Undone by such grief, Naomi felt helpless. She stroked Julia’s arm. ‘He’s probably not coming back, Julia.’
Julia swung back to her, suddenly frenetic. ‘You’ve seen him?’
‘I’ve spoken to him.’
‘Does he know about the baby?’
Naomi nodded, then, finding it too painful to look into Julia’s eyes, averted her gaze to the temperature chart pinned above the bed. ‘My ex-husband knows a great hit man,’ she joked. Again, the inappropriate comment rattled down to the floor.
‘You know, I felt the baby move inside of me before…’ her voice faltered again, ‘he was so real, so alive…They’ve taken all these tests; it could have been my uterus, my cervix, they just don’t know. But I do. It was shock, Naomi. How could he? How could they?’ Julia whispered.
A nurse passed by, wheeling an old woman whose drip preceded her like a victorious trident. As she caught sight of Julia and Naomi, she broke into a Yiddish lullaby in the clear childish voice of an eight year old. The two silently watched the old woman’s progress, Julia with her eyes, Naomi with her smile stuttering brilliantly like a faulty fluorescent, both secretly interpreting her appearance as a bad omen.
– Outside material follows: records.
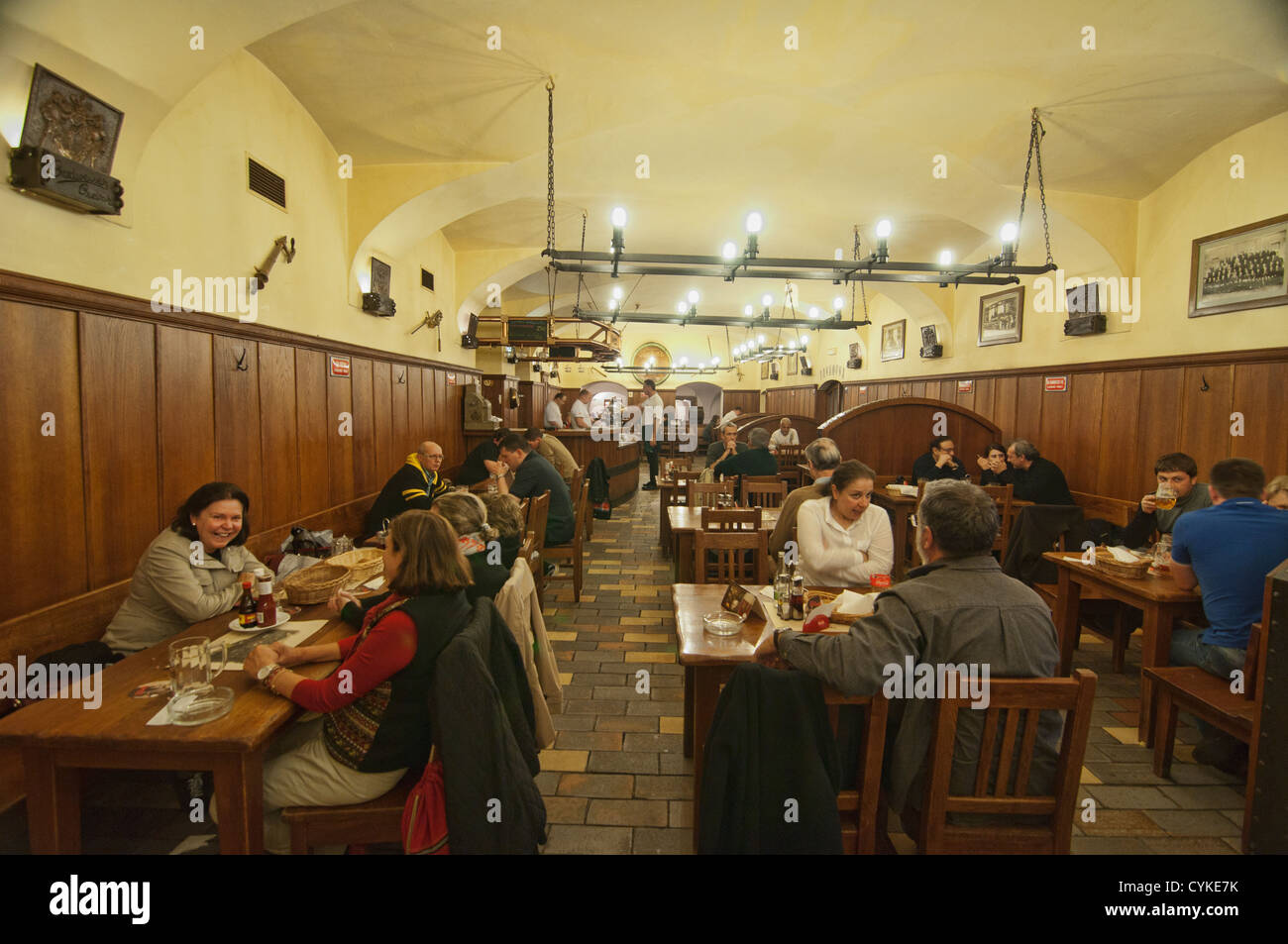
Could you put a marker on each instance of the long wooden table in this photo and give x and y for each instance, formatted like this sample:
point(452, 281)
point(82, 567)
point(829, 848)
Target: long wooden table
point(683, 522)
point(1157, 596)
point(708, 661)
point(60, 737)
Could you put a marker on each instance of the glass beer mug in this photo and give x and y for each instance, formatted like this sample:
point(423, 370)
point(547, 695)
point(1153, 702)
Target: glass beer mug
point(191, 665)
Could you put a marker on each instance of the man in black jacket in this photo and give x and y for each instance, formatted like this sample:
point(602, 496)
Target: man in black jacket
point(415, 484)
point(1034, 478)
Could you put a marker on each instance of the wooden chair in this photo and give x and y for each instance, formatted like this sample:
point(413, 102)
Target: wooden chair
point(707, 493)
point(570, 554)
point(1003, 494)
point(375, 820)
point(738, 557)
point(539, 513)
point(763, 491)
point(1010, 746)
point(1189, 687)
point(730, 519)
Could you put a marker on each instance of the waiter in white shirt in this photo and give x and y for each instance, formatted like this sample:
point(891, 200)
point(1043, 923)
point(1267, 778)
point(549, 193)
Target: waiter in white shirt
point(652, 408)
point(554, 411)
point(784, 436)
point(581, 411)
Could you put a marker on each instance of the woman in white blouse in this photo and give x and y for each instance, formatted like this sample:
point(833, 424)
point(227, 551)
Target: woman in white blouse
point(844, 539)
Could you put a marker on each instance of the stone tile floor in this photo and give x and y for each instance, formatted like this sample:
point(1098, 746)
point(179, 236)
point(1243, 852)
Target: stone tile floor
point(616, 780)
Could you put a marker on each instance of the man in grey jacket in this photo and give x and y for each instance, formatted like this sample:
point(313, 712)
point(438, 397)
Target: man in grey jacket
point(958, 609)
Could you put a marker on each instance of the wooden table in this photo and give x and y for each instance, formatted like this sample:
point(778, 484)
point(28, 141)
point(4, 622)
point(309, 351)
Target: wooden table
point(59, 738)
point(683, 522)
point(1158, 597)
point(708, 661)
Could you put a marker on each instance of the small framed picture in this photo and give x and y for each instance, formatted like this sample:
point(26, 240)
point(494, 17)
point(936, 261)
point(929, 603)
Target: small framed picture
point(1001, 317)
point(892, 340)
point(1239, 268)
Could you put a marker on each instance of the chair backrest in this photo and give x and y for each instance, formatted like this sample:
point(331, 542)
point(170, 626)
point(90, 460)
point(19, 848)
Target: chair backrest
point(730, 519)
point(539, 511)
point(763, 491)
point(735, 557)
point(1003, 494)
point(1013, 750)
point(708, 493)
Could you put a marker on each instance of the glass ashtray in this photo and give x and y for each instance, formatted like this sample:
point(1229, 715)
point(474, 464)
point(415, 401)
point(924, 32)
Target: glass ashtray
point(722, 623)
point(201, 706)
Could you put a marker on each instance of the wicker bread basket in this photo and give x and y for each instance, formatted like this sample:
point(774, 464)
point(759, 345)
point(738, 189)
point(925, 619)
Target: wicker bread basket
point(364, 565)
point(314, 583)
point(1106, 562)
point(820, 597)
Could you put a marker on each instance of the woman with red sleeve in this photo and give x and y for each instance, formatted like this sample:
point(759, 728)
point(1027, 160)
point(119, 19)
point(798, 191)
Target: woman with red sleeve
point(373, 712)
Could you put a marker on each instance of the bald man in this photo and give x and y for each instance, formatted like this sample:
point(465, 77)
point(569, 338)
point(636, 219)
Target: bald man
point(415, 484)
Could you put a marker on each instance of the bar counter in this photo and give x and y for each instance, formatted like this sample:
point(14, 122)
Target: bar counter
point(622, 460)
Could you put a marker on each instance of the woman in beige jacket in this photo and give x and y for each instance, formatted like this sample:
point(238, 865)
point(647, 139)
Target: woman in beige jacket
point(191, 572)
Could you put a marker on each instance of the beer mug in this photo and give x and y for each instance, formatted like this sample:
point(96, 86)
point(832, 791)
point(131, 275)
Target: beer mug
point(1164, 498)
point(191, 670)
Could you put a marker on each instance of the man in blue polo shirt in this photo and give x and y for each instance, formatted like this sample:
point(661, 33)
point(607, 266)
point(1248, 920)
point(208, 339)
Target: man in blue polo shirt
point(1227, 550)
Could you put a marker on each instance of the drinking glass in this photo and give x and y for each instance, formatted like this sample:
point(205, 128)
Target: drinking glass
point(191, 665)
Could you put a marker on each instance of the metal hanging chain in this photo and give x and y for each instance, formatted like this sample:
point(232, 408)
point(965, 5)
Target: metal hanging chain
point(1035, 134)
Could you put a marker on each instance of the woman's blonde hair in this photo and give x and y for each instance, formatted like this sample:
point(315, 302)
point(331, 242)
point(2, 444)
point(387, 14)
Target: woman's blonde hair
point(432, 559)
point(503, 514)
point(467, 513)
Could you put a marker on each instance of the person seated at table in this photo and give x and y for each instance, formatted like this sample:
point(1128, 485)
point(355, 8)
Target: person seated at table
point(483, 460)
point(822, 456)
point(415, 484)
point(478, 541)
point(191, 571)
point(374, 724)
point(755, 462)
point(533, 475)
point(784, 436)
point(554, 411)
point(844, 539)
point(505, 515)
point(553, 451)
point(957, 608)
point(940, 463)
point(1228, 549)
point(726, 446)
point(992, 465)
point(1180, 472)
point(580, 416)
point(1035, 479)
point(1276, 492)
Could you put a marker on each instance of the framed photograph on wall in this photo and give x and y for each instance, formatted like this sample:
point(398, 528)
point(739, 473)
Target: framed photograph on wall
point(892, 340)
point(1001, 317)
point(1239, 268)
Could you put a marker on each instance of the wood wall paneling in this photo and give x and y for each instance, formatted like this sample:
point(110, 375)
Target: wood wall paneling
point(119, 429)
point(339, 437)
point(365, 476)
point(185, 415)
point(278, 437)
point(43, 476)
point(312, 425)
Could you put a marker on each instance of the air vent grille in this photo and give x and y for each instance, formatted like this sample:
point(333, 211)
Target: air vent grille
point(266, 183)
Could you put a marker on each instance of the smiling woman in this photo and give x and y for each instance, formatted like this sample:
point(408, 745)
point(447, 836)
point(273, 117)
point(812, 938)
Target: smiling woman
point(191, 571)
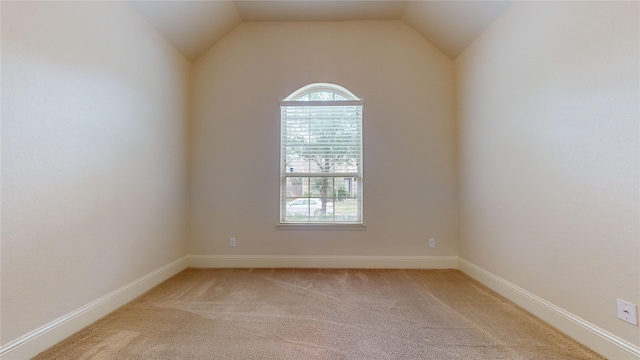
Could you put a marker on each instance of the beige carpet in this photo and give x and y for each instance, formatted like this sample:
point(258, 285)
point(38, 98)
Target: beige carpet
point(319, 314)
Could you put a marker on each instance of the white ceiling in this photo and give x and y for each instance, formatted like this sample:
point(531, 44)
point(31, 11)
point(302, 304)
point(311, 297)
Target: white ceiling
point(192, 27)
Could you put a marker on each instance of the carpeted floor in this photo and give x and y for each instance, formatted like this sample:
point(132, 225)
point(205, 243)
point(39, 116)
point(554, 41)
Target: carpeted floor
point(319, 314)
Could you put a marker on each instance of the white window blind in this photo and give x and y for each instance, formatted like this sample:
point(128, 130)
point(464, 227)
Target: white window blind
point(321, 163)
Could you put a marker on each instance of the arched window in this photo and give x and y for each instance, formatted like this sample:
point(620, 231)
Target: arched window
point(321, 156)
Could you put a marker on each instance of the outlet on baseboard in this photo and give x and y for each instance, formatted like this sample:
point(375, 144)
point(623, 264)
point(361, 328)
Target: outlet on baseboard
point(628, 312)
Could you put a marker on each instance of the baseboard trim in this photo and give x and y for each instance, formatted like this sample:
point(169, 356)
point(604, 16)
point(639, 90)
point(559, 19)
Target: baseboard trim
point(38, 340)
point(601, 341)
point(332, 262)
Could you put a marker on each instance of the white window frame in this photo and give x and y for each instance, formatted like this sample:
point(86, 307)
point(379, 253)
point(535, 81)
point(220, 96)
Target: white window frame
point(294, 100)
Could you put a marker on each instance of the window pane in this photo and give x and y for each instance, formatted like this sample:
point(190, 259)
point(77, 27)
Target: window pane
point(347, 204)
point(319, 139)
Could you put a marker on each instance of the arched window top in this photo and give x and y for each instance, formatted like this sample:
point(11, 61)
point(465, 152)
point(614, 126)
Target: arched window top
point(321, 92)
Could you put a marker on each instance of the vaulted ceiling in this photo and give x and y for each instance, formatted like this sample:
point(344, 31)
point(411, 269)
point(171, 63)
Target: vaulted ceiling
point(193, 27)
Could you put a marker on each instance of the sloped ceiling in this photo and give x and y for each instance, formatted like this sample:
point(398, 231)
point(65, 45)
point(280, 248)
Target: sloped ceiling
point(192, 27)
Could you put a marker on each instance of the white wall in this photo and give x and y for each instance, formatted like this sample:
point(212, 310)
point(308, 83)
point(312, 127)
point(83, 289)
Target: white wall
point(548, 158)
point(94, 109)
point(409, 138)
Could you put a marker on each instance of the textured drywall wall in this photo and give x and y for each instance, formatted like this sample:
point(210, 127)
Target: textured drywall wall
point(94, 109)
point(409, 138)
point(549, 151)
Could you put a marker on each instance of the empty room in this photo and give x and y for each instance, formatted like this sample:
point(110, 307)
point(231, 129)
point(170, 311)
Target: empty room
point(320, 179)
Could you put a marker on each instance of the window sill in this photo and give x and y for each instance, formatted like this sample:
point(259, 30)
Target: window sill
point(316, 226)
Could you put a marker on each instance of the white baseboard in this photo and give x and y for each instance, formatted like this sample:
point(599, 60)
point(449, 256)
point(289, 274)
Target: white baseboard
point(326, 262)
point(601, 341)
point(33, 343)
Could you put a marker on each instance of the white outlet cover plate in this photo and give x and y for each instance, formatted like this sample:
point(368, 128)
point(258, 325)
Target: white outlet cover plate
point(628, 312)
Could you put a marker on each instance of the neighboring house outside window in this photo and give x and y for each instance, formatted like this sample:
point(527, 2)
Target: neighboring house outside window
point(321, 156)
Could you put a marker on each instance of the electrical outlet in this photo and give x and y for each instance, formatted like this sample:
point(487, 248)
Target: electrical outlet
point(628, 312)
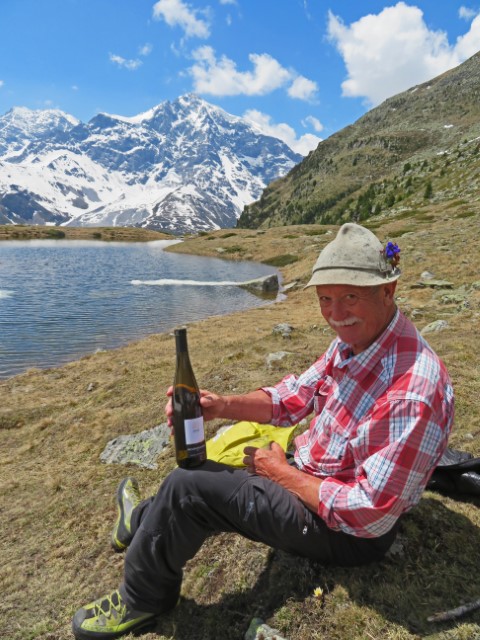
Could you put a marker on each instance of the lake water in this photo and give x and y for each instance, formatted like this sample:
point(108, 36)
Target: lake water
point(60, 300)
‘The ironic thing is that they’ve put me on antidepressants but they take ten days to kick in. I could die of grief in that time.’
She struggled to sit up. Naomi squeezed her hand, but Julia’s unhappiness continued to ooze out of her like a slow poison.
‘But think of the benefits,’ Naomi replied. ‘A guilt-free medically justified selfishness during which you can indulge yourself outrageously and your friends will be expected to support you…’
Encouraged by what she thought was a faint gleam in Julia’s eyes, she continued. ‘Seriously, though, they will help you prioritise what’s really important.’
Julia stared blankly at the wall, then suddenly her voice emerged, urgent, frantic. ‘He won’t stay with her, you’ll see, it’s just a temporary thing. Fear maybe—or maybe the pressure was simply too much. He’ll come to his senses.’ ‘Julia, it was Klaus who rang to tell me what had happened. Sweetheart, I don’t think he’s coming back.’ Julia’s skin seemed to grey visibly. She leant across and grasped Naomi’s arm, her nails digging into her skin.
‘It was a boy, tiny but perfectly formed. I’m going to fight. Do you understand? I’m going to fight to get my husband back.’